Blog Post: Where Do You Plant A Seed Someone Gave You In A Dream?

Where Do You Plant A Seed Someone Gave You In A Dream?

The stories in my new collection Seeds span decades in my life and include one of my earliest fiction publications. “Judy” was published in This Magazine in 1983. Lorraine Filyer was editor then and was delighted when I told her I wanted to illustrate the story myself. My husband and I left Toronto for rural Peterborough County in the late eighties, and it’s where most of the stories were written. Many of my straightforwardly sf and f pieces appeared in earlier collections including the 2014 collection Harvesting the Moon, published by PS in the UK.

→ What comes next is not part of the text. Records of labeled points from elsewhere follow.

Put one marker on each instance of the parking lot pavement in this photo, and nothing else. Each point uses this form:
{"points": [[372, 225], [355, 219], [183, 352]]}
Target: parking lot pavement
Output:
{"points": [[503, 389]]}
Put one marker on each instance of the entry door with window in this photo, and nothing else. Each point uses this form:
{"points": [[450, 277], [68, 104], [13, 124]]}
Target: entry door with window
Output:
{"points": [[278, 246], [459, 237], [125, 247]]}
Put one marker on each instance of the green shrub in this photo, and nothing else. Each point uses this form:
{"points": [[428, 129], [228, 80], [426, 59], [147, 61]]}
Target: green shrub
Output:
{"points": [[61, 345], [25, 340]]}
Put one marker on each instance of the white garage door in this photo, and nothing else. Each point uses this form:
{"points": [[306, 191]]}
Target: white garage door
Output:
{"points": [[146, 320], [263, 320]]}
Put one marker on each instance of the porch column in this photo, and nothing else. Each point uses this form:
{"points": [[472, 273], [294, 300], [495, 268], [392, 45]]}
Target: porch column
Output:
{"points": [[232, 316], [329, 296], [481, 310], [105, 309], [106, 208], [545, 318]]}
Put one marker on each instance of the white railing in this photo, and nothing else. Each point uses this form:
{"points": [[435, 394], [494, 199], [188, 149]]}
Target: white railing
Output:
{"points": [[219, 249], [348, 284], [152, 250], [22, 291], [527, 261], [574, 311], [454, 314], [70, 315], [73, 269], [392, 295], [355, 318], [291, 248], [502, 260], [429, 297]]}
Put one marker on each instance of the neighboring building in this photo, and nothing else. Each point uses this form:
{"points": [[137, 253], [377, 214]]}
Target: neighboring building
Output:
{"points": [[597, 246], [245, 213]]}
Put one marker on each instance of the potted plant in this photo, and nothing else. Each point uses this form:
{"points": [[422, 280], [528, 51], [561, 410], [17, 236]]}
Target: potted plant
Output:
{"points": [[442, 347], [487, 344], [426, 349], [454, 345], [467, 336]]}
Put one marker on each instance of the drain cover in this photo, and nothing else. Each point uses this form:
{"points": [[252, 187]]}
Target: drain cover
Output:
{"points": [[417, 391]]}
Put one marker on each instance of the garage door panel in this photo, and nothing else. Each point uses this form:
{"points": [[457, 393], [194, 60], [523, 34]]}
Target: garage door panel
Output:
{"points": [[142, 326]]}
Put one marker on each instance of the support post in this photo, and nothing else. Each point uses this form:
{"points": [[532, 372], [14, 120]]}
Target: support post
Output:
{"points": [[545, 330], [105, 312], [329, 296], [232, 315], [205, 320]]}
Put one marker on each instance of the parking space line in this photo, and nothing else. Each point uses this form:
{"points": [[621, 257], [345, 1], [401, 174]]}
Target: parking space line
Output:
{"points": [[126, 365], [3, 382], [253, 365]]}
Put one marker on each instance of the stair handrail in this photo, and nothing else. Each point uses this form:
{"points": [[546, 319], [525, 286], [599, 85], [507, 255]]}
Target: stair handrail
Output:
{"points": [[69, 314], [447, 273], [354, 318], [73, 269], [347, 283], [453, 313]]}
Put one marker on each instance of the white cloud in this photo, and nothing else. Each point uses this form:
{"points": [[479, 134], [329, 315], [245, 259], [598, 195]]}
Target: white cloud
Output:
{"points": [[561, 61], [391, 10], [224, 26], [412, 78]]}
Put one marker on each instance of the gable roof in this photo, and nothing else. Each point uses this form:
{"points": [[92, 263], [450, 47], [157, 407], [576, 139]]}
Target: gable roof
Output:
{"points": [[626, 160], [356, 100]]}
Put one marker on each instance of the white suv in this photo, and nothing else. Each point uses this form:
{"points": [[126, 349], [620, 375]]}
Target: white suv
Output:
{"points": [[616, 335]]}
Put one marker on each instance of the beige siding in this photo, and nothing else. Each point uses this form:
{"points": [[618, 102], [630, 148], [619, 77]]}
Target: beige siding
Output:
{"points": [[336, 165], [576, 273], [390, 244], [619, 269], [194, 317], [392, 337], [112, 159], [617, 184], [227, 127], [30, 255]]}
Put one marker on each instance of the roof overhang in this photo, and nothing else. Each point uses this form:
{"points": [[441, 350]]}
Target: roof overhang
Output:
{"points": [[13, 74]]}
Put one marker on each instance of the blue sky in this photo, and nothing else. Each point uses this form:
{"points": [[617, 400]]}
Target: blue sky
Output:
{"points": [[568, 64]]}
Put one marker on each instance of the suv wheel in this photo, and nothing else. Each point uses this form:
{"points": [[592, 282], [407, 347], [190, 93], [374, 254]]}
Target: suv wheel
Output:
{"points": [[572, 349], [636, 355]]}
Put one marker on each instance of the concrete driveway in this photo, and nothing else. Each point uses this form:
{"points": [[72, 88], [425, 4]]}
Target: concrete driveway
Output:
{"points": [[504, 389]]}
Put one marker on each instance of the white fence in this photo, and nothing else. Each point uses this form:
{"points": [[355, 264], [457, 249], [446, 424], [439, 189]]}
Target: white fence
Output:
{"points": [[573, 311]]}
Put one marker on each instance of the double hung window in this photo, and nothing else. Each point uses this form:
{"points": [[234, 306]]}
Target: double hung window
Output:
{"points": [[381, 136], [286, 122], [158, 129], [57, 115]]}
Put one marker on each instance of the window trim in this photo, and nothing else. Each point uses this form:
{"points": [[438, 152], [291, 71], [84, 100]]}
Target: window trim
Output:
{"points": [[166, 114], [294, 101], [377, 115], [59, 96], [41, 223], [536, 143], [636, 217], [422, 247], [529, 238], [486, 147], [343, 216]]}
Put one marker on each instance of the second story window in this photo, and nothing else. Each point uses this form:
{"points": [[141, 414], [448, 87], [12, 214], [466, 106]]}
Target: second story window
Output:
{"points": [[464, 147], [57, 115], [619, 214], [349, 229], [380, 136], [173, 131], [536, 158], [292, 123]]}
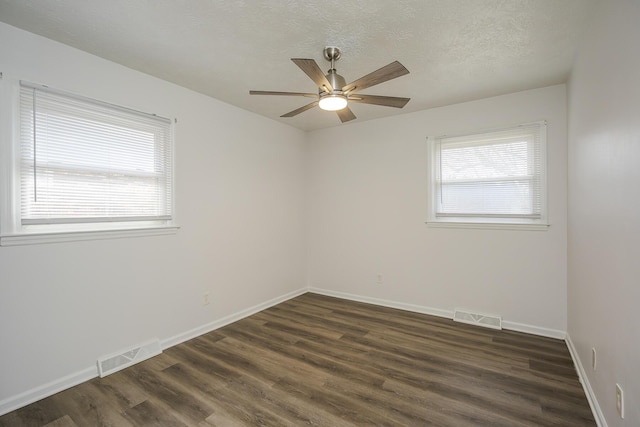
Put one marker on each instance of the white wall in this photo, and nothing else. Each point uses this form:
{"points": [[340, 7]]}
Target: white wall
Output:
{"points": [[604, 205], [367, 204], [240, 200]]}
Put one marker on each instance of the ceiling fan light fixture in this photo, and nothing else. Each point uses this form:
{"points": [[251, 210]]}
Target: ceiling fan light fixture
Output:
{"points": [[333, 102]]}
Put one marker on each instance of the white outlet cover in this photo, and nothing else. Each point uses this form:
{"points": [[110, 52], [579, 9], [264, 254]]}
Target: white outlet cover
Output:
{"points": [[620, 400]]}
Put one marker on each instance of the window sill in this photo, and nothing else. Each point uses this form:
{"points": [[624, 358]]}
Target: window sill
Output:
{"points": [[76, 236], [488, 225]]}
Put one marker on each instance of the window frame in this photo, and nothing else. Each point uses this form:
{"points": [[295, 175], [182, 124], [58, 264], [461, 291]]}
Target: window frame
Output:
{"points": [[485, 221], [13, 231]]}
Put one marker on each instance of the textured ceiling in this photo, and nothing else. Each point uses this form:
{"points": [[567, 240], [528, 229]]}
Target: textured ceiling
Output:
{"points": [[455, 50]]}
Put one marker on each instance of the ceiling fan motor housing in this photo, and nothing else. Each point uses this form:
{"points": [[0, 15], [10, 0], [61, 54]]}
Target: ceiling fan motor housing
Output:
{"points": [[336, 80]]}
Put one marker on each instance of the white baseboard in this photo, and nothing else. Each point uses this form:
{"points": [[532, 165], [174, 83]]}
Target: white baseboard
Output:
{"points": [[23, 399], [534, 330], [584, 380], [384, 302], [18, 401], [201, 330], [512, 326]]}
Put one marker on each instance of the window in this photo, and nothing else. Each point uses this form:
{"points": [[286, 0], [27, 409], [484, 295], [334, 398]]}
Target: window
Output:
{"points": [[495, 177], [82, 165]]}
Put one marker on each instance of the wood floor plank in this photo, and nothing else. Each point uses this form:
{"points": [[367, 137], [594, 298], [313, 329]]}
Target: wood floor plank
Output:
{"points": [[322, 361]]}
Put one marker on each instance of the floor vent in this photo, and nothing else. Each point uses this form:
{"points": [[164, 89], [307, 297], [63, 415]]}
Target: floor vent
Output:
{"points": [[114, 362], [486, 320]]}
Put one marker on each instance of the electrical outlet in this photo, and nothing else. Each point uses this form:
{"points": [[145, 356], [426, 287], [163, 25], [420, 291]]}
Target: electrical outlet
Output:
{"points": [[620, 400]]}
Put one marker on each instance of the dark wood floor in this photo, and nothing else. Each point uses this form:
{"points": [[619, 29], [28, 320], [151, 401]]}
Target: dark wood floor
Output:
{"points": [[321, 361]]}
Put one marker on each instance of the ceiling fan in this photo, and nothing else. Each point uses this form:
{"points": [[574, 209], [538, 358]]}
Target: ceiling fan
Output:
{"points": [[333, 92]]}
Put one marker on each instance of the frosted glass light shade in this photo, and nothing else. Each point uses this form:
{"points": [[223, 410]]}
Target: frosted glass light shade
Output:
{"points": [[333, 102]]}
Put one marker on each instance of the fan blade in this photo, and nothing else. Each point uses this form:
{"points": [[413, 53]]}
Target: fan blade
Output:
{"points": [[345, 114], [311, 69], [387, 101], [300, 110], [268, 92], [388, 72]]}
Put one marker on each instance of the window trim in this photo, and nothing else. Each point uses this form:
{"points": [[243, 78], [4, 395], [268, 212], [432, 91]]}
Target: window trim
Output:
{"points": [[505, 222], [13, 232]]}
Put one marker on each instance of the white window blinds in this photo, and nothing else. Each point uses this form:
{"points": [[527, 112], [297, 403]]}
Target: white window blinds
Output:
{"points": [[491, 176], [84, 161]]}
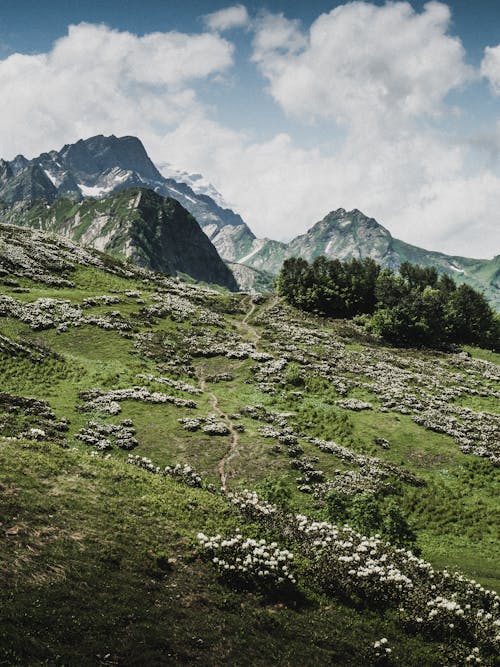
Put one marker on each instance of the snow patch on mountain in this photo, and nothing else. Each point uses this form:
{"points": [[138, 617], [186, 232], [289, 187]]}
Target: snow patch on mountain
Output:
{"points": [[196, 182]]}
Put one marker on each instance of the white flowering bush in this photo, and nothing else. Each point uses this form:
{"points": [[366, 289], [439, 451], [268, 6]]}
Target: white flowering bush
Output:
{"points": [[381, 652], [102, 401], [249, 560], [183, 473], [342, 562]]}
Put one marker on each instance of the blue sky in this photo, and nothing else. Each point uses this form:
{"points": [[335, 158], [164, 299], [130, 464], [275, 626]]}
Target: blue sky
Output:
{"points": [[291, 109]]}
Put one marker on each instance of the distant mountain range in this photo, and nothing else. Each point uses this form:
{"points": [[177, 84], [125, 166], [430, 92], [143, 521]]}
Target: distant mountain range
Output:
{"points": [[89, 174], [152, 231]]}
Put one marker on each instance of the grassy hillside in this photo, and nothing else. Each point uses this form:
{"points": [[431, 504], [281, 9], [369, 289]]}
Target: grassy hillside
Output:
{"points": [[101, 560]]}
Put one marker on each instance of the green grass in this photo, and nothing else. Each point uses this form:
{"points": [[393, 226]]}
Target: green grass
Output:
{"points": [[83, 570], [103, 555]]}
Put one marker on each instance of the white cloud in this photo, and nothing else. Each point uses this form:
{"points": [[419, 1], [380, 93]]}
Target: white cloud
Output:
{"points": [[490, 67], [225, 19], [98, 80], [275, 34], [360, 59], [378, 72]]}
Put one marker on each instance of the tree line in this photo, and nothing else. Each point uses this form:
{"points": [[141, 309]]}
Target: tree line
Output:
{"points": [[414, 307]]}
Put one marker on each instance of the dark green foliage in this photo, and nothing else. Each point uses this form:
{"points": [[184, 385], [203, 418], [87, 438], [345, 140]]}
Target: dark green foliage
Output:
{"points": [[276, 491], [413, 308], [395, 526], [330, 287], [365, 513], [336, 506]]}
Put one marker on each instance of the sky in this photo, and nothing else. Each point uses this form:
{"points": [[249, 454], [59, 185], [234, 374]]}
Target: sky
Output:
{"points": [[291, 109]]}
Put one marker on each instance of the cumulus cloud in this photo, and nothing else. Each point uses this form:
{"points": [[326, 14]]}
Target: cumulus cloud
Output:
{"points": [[390, 62], [98, 80], [490, 67], [225, 19]]}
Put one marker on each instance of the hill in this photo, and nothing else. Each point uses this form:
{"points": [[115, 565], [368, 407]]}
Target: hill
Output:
{"points": [[346, 234], [101, 166], [136, 409], [135, 224]]}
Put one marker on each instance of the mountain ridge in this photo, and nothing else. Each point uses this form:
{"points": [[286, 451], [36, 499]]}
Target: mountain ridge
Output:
{"points": [[101, 166], [152, 231]]}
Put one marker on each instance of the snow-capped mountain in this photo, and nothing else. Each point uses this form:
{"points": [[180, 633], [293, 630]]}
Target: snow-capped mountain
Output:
{"points": [[102, 165]]}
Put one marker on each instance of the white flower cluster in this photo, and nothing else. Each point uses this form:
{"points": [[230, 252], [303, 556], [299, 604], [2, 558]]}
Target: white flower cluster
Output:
{"points": [[46, 312], [183, 473], [189, 423], [382, 650], [249, 503], [354, 404], [175, 384], [180, 309], [101, 436], [249, 559], [346, 562], [101, 401], [416, 384], [213, 426], [48, 258], [103, 300]]}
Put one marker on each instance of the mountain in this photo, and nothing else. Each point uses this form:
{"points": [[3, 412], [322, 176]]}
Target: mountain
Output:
{"points": [[345, 234], [138, 224], [100, 166], [195, 478]]}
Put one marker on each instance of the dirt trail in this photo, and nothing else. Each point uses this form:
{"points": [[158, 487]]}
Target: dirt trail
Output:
{"points": [[214, 401]]}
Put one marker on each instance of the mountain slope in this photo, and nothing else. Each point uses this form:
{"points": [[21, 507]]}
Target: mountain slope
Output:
{"points": [[104, 557], [345, 234], [99, 166], [137, 224]]}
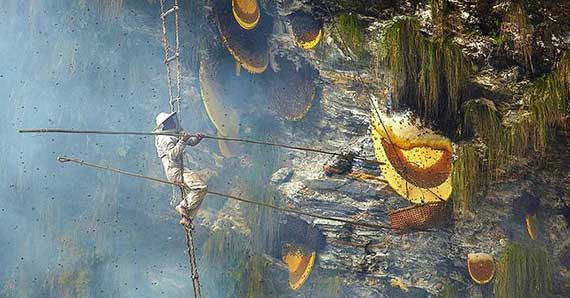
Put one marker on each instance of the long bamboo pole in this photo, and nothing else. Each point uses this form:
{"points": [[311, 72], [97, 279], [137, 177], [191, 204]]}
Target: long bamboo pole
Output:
{"points": [[177, 134], [232, 197]]}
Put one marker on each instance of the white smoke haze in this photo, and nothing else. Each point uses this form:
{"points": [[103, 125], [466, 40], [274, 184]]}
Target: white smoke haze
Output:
{"points": [[68, 231]]}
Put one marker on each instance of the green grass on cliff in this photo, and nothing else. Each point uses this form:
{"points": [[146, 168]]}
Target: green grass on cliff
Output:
{"points": [[518, 133], [523, 272], [428, 75]]}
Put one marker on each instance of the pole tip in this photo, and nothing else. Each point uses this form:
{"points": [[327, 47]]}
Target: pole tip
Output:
{"points": [[62, 159]]}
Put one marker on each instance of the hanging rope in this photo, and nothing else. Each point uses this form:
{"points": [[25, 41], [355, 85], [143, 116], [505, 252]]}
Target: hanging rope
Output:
{"points": [[373, 226], [174, 102], [371, 102], [175, 134], [192, 259], [174, 96]]}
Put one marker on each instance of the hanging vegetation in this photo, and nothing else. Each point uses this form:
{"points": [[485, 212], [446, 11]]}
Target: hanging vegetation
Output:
{"points": [[308, 31], [348, 30], [517, 133], [469, 175], [524, 272], [517, 27], [428, 76], [548, 101]]}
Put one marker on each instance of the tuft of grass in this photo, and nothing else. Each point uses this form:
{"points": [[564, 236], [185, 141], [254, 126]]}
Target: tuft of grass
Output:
{"points": [[517, 26], [428, 75], [523, 272], [548, 101], [439, 16], [349, 29], [469, 175], [546, 104]]}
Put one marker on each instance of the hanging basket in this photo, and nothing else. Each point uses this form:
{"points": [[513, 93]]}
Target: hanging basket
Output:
{"points": [[481, 267], [419, 216]]}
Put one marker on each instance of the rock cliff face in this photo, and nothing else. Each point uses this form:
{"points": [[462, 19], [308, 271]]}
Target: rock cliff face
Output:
{"points": [[426, 264]]}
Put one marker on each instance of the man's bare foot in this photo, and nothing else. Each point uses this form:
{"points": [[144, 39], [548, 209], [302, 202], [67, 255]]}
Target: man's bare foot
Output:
{"points": [[186, 222]]}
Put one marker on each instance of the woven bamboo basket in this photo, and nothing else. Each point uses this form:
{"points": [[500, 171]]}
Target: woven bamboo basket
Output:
{"points": [[419, 216]]}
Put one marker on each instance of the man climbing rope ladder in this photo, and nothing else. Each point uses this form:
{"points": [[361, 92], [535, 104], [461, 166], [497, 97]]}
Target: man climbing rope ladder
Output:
{"points": [[170, 150]]}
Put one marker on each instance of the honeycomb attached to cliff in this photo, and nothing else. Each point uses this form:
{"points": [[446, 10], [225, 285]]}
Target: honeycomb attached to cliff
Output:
{"points": [[248, 47], [417, 162], [216, 98], [481, 267], [246, 13], [300, 264]]}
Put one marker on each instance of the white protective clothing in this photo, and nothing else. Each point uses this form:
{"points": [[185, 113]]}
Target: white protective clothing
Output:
{"points": [[170, 150]]}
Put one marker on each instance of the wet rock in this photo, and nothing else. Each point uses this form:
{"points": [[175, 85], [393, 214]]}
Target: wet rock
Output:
{"points": [[282, 175]]}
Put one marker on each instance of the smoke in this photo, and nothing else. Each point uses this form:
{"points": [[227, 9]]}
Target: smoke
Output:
{"points": [[69, 231]]}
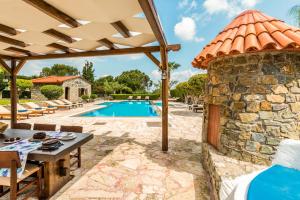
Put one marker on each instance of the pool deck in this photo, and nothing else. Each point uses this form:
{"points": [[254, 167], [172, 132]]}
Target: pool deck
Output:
{"points": [[125, 161]]}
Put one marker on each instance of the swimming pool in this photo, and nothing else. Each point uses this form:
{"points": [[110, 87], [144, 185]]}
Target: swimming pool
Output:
{"points": [[123, 109]]}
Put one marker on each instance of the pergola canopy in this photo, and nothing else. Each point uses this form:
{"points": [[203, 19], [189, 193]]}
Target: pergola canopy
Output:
{"points": [[35, 28], [45, 29]]}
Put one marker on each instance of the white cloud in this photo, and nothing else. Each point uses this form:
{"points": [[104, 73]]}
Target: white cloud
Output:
{"points": [[199, 39], [231, 7], [185, 29]]}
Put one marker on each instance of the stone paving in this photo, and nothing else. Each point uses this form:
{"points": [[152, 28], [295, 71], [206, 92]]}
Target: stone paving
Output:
{"points": [[125, 161]]}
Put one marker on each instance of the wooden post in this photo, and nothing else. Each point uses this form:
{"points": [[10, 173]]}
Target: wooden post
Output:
{"points": [[13, 93], [165, 95]]}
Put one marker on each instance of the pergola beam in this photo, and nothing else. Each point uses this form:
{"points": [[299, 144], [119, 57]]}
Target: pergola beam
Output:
{"points": [[110, 52], [5, 66], [8, 30], [107, 43], [153, 59], [121, 28], [18, 50], [59, 35], [59, 47], [152, 17], [12, 41], [53, 12]]}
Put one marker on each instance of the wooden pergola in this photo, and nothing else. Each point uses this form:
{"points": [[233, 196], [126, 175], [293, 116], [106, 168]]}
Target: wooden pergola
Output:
{"points": [[81, 28]]}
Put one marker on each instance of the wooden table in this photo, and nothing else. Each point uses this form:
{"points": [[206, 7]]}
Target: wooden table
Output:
{"points": [[56, 163]]}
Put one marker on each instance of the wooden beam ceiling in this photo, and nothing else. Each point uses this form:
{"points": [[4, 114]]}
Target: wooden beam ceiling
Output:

This collection includes more experimental and literary pieces. On a recent panel at Novel Idea in Kingston with Lisa de Nikoliits, she pointed out that Inanna is a genre-busting press and I think this is true — science fiction or noir that’s too literary in style for a genre press, fantasy that’s more prose poem than short story — Inanna is open to publishing these sorts of works as a more commercial genre press may not be and they fill an important need in this regard.

Some of the pieces first appeared in the 90’s in The Peterborough Review, a literary quarterly edited by George Kirkpatrick, Julie Rouse, and an ad hoc collective of volunteers that included me. Beautifully designed, the journal was noticed and admired before, after a few seasons, it folded for all the usual reasons. It was here that I began editing others’ work for publication, and also deepened my understanding of the ways in which building and participating in a strong regional arts community extends benefits far beyond the stack of journals — the objects — that still grace my vanity shelf. Before we became rural expats I’d written an art column for Toronto’s Now Magazine — so my engagement with local talent and publishing at P. Review was a continuation of work I’d already been doing.

I’m a regional author who teaches in community centres and University Continuing Education programs rather than in online classes as many of my peers do. My students, co-teachers and I meet face to face — we know people in common; we gossip and organize writers’ groups and coffee dates outside of class. This isn’t accidental — it’s crucial in the creation of a flourishing local scene. At the same time I publish in award winning genre publications in the US and the UK as well as Canada, and I like to think that I help to shine a light on our wonderfully rich local community by doing so.

I’m going off on a tangent here, talking about community more than about my writing, but we don’t really exist outside of community, however much, at times, we like to think so. This book exists because of granting bodies, because of interested editors at the amazing journals and anthologies where these stories previously appeared, and because my husband didn’t think of co-parenting as “babysitting”. We achieve what we achieve partly because of who we have around us.

When I wrote the stories that appeared in The Peterborough Review, I was living on a farm in eastern Peterborough County. I was looking after small children, a rambling log farmhouse and a large vegetable garden. It was hard to find time to write, partly, I’m sure, because I hung cloth diapers out, more fool me. But I was disciplined and wrote every day — writing was important and I had the role model of my mother, the painter Christiane Pflug, who painted… most of the day every day whether she felt like it or not. Doug was a devoted dad and played with the kids while I worked when he was home from the city. I had a little room on the second floor overlooking the driveway; across the road lay a swamp where the dogwoods filled with chorus frogs every spring. I had a Canada Council grant to work on short fiction — never underestimate the importance of funding — especially in Canada where writers and publishers compete for readers with US publishers with far greater resources. Notice I am telling a Woolfian kind of tale here — about a room of one’s own, childcare, and a stipend — it’s all still relevant.


For the second year in a row we had a great reading in March at Novel Idea Books in Kingston for IWD2020 – a gang of feminist authors from Toronto, Kingston and Peterborough including Kate Kelly, Elizabeth Greene, Hannah Brown, Lisa de Nikolits and I. I’ll upload pics when I get a minute.